El inventario (1768)

domingo 11 de abril de 2021 | 6:00hs.
El inventario (1768)
El inventario (1768)

En la reducción de Apóstoles reina el mayor desconcierto. Hace ya dos días los padres fueron apresados por los soldados y en calidad de tales enviados a Concepción de la Sierra, cerca del río Uruguay, desde donde los mandarán embarcados hasta el Salto, y después -dicen- los trasladarán a Buenos Aires.

Según le contó otro soldado, dos de los curas apresados eran alemanes y el otro un húngaro, gente grande, pero dejaron otro, más viejo todavía, alemán también, porque ya no puede moverse de la cama. Él no los vio, porque al llegar lo mandaron de centinela a la represa, pero otros soldados amigos sí, y son cosas que se comentan en la tropa cuando los ayudantes escuchan hablar a los jefes y luego repiten hasta que todos quedan enterados.

A eso han venido ellos, a echar a los curas de las reducciones y poner unos nuevos, de congregaciones diferentes. Es porque el rey ya no quiere más a los jesuitas, y por eso acá, en Apóstoles, han puesto un fraile mercedario que se llama Barrios. Barrios Juan Antonio, cree haber oído, y un administrador de apellido Alegre. Juan de Alegre.

Esto de echar a los curas resultó una tarea sencilla, y sin riesgos, porque ¡qué se iban a resistir cuatro curas viejos! y los caciques menos, porque parece que allá en Buenos Aires de Paula Bucarelli, el gobernador, les prometió cuando fueron, en esa ocasión que los llamó, que con estos nuevos curas que ahora se han hecho cargo, ellos van a tener más autoridad, y con más autoridad, por supuesto, mayores privilegios. Y no hay cosa que los caciques deseen más que tener privilegios.

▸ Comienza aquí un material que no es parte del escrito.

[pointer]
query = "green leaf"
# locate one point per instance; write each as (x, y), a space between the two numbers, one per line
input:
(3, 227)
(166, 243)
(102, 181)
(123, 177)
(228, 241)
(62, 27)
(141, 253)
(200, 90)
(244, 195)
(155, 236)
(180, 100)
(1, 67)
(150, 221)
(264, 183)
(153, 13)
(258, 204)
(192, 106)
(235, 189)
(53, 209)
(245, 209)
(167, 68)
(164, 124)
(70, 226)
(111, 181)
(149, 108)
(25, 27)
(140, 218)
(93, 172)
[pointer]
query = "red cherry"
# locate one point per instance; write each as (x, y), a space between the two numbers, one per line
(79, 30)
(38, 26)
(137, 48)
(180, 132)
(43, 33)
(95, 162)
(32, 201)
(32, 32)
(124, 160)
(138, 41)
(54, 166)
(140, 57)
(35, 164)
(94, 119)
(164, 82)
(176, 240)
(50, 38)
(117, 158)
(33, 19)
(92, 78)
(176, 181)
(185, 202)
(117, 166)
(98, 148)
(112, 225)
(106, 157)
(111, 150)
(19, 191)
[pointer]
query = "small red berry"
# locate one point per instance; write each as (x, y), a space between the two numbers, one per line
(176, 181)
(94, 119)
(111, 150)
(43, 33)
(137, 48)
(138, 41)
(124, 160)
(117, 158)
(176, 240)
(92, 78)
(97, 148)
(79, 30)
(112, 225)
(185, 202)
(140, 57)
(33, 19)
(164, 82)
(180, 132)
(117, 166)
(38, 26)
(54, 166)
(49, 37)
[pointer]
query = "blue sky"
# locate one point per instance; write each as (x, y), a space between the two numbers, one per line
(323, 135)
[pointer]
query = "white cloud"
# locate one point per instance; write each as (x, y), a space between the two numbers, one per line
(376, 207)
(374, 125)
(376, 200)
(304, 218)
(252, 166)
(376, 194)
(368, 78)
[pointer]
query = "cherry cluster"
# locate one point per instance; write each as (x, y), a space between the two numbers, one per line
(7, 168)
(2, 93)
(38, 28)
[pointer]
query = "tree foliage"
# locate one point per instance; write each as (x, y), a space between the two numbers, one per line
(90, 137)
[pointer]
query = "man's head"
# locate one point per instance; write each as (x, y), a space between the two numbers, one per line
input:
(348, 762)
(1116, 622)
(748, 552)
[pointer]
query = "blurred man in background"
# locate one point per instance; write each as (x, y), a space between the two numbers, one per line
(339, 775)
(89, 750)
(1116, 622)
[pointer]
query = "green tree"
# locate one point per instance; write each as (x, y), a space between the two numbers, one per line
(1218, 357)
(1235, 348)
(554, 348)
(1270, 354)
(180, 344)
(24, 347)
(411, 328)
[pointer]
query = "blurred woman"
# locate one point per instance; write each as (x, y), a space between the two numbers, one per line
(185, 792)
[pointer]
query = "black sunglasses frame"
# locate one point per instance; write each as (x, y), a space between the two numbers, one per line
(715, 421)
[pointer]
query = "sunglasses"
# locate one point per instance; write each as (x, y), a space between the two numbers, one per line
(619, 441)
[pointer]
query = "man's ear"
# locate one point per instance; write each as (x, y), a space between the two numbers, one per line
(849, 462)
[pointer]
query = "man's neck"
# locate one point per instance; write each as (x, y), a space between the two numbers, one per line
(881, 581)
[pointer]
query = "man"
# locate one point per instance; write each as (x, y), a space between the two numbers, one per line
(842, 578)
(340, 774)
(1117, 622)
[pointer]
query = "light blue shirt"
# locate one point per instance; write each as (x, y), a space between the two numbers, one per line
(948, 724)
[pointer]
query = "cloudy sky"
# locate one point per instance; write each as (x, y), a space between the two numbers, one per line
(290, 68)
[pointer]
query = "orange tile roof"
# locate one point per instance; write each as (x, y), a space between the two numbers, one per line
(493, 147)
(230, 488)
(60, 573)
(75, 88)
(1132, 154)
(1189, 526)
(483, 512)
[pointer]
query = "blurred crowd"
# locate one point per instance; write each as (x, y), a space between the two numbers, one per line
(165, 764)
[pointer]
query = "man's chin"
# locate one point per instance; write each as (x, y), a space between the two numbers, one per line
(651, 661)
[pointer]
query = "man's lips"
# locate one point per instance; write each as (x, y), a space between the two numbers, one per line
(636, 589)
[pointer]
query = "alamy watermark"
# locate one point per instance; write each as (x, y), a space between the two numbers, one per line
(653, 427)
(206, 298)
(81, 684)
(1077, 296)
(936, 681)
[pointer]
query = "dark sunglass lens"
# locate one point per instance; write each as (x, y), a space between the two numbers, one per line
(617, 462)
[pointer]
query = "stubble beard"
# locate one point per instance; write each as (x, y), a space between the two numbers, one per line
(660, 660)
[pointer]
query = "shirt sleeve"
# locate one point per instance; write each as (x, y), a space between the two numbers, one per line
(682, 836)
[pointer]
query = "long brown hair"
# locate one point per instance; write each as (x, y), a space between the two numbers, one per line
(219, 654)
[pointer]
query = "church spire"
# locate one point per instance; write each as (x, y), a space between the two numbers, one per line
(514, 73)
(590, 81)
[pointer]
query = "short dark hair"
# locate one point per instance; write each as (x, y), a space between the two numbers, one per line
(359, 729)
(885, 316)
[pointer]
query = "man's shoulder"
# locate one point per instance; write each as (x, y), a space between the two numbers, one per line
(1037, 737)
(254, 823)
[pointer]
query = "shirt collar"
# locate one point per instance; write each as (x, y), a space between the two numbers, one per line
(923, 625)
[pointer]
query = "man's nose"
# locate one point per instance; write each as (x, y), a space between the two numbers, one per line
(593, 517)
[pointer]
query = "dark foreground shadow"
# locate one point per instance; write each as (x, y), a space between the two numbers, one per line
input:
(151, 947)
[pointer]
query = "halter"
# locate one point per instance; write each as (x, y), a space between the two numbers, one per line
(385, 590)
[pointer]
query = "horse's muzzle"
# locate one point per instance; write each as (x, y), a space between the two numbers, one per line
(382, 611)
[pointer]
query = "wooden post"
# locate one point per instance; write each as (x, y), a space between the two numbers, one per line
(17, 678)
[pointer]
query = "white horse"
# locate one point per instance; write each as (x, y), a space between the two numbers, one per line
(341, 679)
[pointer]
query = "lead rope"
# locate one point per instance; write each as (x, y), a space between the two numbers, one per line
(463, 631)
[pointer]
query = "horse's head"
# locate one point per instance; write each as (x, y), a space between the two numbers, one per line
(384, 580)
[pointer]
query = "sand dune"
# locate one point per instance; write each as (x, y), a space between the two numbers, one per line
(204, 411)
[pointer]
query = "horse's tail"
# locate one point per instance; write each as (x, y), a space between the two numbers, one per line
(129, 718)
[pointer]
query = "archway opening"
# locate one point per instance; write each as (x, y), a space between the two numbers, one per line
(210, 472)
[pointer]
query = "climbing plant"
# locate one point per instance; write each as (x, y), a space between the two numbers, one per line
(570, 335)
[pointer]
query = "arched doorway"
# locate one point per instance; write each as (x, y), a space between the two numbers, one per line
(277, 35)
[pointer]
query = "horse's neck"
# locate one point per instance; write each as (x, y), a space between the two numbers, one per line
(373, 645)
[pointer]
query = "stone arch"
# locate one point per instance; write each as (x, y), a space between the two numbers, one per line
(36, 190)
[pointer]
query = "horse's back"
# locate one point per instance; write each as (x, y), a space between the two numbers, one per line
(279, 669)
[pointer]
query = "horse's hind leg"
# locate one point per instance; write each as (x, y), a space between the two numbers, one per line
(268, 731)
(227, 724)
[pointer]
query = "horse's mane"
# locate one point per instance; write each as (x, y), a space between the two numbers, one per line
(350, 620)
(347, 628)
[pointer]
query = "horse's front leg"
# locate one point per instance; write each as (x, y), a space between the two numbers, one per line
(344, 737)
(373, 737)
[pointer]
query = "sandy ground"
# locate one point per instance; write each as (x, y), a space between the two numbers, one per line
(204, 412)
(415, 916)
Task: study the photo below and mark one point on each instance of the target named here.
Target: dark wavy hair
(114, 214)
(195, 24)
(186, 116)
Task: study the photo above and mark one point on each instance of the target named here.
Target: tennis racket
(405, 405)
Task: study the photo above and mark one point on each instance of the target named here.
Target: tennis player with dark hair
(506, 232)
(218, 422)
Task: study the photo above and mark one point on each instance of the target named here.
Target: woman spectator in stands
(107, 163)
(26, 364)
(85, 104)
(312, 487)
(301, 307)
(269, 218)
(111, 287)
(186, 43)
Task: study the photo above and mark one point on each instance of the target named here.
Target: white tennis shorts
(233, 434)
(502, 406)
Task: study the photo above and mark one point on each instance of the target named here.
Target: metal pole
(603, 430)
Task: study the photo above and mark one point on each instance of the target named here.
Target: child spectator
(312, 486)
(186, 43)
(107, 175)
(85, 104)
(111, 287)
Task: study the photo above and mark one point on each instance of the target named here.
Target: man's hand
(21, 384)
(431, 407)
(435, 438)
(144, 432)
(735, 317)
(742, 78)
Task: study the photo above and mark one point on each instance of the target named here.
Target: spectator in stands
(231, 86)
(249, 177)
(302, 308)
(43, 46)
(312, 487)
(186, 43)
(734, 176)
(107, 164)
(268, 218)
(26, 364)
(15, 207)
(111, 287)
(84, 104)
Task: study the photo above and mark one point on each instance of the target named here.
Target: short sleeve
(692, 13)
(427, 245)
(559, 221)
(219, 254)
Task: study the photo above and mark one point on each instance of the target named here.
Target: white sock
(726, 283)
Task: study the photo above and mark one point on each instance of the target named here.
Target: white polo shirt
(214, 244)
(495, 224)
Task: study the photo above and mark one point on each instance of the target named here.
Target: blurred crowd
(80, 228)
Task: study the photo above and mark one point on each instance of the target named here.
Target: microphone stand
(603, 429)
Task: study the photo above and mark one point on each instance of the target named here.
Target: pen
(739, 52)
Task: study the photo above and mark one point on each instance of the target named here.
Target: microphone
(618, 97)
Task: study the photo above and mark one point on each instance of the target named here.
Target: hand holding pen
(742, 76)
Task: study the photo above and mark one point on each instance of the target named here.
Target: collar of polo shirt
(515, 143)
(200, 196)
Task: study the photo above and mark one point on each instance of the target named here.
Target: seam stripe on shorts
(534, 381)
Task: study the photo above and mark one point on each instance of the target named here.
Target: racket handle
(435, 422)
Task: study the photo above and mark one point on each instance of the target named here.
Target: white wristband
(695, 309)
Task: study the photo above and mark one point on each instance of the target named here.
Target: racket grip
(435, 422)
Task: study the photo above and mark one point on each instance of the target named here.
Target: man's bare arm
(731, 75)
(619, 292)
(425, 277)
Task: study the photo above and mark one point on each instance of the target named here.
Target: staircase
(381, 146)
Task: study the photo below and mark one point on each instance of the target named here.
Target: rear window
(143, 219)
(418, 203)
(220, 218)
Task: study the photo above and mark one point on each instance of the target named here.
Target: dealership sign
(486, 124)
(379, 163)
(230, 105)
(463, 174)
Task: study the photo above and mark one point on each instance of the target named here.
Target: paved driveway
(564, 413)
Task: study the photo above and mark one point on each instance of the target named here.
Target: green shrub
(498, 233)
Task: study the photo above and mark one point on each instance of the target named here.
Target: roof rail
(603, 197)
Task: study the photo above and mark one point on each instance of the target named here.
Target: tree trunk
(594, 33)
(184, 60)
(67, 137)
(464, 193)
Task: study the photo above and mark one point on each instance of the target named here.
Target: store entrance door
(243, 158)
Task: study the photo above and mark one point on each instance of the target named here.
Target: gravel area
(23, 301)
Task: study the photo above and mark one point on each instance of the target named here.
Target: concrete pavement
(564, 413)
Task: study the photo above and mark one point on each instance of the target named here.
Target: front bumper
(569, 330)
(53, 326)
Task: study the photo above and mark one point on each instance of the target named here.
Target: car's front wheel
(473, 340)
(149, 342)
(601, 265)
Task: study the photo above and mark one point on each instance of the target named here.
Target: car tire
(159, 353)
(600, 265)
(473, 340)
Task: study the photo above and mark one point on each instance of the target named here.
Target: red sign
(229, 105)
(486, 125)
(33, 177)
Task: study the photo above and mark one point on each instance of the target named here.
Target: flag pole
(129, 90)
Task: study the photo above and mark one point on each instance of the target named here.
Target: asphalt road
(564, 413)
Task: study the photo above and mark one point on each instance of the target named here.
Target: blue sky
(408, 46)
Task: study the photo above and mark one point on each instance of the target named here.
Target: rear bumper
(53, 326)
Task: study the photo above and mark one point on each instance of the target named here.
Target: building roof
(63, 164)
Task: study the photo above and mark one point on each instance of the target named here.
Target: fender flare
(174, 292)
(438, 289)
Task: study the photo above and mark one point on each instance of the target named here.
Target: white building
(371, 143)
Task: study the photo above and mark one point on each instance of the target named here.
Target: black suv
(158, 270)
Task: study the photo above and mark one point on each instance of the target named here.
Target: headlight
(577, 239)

Pero, en la reducción andan todos alborotados y nadie sabe bien qué tiene que hacer. Y lo mismo debe ocurrir en los otros pueblos donde llegaran los soldados para apresar a los jesuitas. Él tiene amigos a los que han llevado para ocupar la reducción de Candelaria, más allá, sobre el Paraná, donde parece que comienza la selva.

Al final, cambiar unos curas por otros fue lo más fácil. Lo cansador fue el viaje. Embarcados desde el Salto Grande hasta Santo Tomé, y de ahí venirse a campo traviesa hasta este pueblo. Pero menos mal que Juan de Berlanga, el Mayor de Infantería que es el jefe, cuidó de que comieran bien a la llegada y después, por turnos, que durmieran. Para eso nada faltaba en la despensa de la reducción: charque, mandioca, zapallo, batatas, harina en cantidad, azúcar, sal y naranjas, las que quisieran.

Es por eso que no tiene de qué quejarse. Es joven y soltero y después de andar comiendo carne salada por muchos días, acá en este pueblo, en el que abunda la comida, se puede quedar el tiempo que sea, aunque parece que pronto volverán. ¡Ah!, y además, como hay mucho campo con ganado, se matan uno o dos animales buenos todos los días para tener carne fresca. Distinto piensan los que dejaron mujeres con hijos allá en Buenos Aires, pero él, de qué se va a lamentar, si encima ya al segundo día Pedro de Jesús Herrera, el asistente del jefe Berlanga, lo separó para una tarea descansada. Pedro de Jesús tiene su misma edad, pero ha escalado en la jerarquía y él lo tiene por modelo, orgulloso de que ese oficial que admira lo haya elegido, porque el trabajo asignado sólo lo pueden hacer los que manejan la cartilla, y él está entre los pocos soldados que saben leer. Por eso siempre le estará agradecido a su madre, que allá en Capilla del Señor, de donde es oriundo, le enseñara las letras desde chico.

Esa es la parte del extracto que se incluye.